Unsupervised extraction of template structure in web search queries

  • Authors:
  • Sandeep Pandey;Kunal Punera

  • Affiliations:
  • Yahoo! Research, Sunnyvale, CA, USA;RelateIQ, Mountain View, CA, USA

  • Venue:
  • Proceedings of the 21st international conference on World Wide Web
  • Year:
  • 2012

Quantified Score

Hi-index 0.00

Visualization

Abstract

Web search queries are an encoding of the user's search intent and extracting structured information from them can facilitate central search engine operations like improving the ranking of search results and advertisements. Not surprisingly, this area has attracted a lot of attention in the research community in the last few years. The problem is, however, made challenging by the fact that search queries tend to be extremely succinct; a condensation of user search needs to the bare-minimum set of keywords. In this paper we consider the problem of extracting, with no manual intervention, the hidden structure behind the observed search queries in a domain: the origins of the constituent keywords as well as the manner the individual keywords are assembled together.

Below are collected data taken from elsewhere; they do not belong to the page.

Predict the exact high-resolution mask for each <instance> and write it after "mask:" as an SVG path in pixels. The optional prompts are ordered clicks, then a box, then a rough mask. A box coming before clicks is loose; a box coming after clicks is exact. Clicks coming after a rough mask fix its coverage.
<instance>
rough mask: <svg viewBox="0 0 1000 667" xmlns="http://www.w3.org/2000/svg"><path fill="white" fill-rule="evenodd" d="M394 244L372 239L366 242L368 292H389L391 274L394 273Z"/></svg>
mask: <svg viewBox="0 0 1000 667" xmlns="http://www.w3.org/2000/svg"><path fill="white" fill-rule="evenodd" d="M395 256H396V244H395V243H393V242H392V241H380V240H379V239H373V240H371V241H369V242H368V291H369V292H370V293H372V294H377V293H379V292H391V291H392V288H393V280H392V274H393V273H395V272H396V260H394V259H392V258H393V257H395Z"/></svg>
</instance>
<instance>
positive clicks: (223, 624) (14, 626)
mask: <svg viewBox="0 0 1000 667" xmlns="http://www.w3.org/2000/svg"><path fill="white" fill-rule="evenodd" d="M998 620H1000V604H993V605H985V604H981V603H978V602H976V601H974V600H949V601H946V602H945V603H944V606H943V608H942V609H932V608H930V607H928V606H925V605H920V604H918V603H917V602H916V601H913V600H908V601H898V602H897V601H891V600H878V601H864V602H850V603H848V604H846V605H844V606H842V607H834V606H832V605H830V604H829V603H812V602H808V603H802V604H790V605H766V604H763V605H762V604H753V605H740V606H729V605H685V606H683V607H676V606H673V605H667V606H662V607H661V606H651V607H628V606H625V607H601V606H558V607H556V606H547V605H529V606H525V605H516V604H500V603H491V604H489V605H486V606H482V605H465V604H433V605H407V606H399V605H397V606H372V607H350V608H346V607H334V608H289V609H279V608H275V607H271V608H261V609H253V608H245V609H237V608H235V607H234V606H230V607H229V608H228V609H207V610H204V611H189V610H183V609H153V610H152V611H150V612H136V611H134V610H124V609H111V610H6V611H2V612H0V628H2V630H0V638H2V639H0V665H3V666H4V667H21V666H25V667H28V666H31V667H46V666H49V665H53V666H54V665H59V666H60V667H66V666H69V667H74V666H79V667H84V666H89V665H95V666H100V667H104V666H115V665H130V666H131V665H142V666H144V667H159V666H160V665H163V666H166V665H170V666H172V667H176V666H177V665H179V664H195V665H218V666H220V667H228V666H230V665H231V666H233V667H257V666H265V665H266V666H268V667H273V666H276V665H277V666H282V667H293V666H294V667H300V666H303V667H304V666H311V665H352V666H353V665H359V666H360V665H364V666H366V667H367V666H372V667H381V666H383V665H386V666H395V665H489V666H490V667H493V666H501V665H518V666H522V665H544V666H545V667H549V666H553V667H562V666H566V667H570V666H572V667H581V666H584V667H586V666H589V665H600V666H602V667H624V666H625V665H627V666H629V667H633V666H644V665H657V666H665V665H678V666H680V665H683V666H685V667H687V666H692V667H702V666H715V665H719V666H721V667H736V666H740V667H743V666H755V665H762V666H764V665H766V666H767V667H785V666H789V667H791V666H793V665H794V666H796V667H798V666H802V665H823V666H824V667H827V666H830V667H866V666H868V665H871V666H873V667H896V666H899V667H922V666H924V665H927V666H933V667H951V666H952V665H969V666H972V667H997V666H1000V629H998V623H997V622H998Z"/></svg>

We formalize important properties of the problem and then give a principled solution based on generative models that satisfies these properties. Using manually labeled data we show that the query templates extracted by our solution are superior to those discovered by strong baseline methods. The query templates extracted by our approach have potential uses in many search engine tasks; query answering, advertisement matching and targeting, to name a few. In this paper we study one such task, estimating Query-Advertisability, and empirically demonstrate that using extracted template information can improve performance over and above the current state-of-the-art.